NIAGARA FALLS REDEVELOPMENT, LLC, Plaintiff-Respondent, v. Armand CERRONE, Inc., also known as Cerrone Trucking Company, Defendant-Appellant.

Decided: April 28, 2006

PRESENT:  GORSKI, J.P., MARTOCHE, SMITH, AND PINE, JJ. Berrigan, Perlman & Gabriele, Niagara Falls (Edward P. Perlman of Counsel), for Defendant-Appellant. Alessi Law Firm, Buffalo (Richard G. Collins of Counsel), for Plaintiff-Respondent.

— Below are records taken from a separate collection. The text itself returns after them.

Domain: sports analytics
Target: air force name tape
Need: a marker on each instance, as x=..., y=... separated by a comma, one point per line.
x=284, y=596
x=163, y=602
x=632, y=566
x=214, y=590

 Plaintiff commenced this action alleging that defendant had trespassed on property that was equitably owned by plaintiff and seeking damages for defendant's alleged trespass.   It is undisputed that defendant removed trees and an earthen berm around the perimeter of that property pursuant to a subcontract with third-party defendant.   Supreme Court erred in denying defendant's cross motion for summary judgment dismissing the complaint on the ground that, at the time of the trespass set forth in the complaint, plaintiff was merely the holder of an option to purchase the property and thus lacks standing to bring this action for trespass.  “An option is an exclusive privilege to buy and a contract for an option is the agreement by which the privilege is created․ It neither transfers, nor agrees to transfer title to property, but confers the bare right to accept an offer within the time limited and upon the terms provided.   No obligation is assumed by the holder of an option and no promise is made in the contract therefor except by the one making the offer or granting the privilege” (Benedict v. Pincus, 191 N.Y. 377, 382, 84 N.E. 284).   “ [P]ossession is an essential element of [a trespass] action” (Kelman v. Wilen, 283 App.Div. 1113, 1113, 131 N.Y.S.2d 679;  see also Firment v. Bryden, 54 A.D.2d 796, 387 N.Y.S.2d 737), and plaintiff had no right of possession with respect to the property as the mere holder of an option to purchase it.   Although there was ongoing litigation between plaintiff and the City of Niagara Falls (City) concerning plaintiff's alleged exercise of the option to purchase the property, plaintiff does not dispute that it did not have title to the property at the time of the alleged trespass, and any assertion by plaintiff that it was the “equitable owner” at that time is belied by the City's rejection of all ownership claims by plaintiff to the property during the period in which defendant was working there.   Moreover, we note that plaintiff's litigation with the City was settled months after defendant's alleged trespass, and the City did not assign to plaintiff any right to seek damages arising from the alleged trespass.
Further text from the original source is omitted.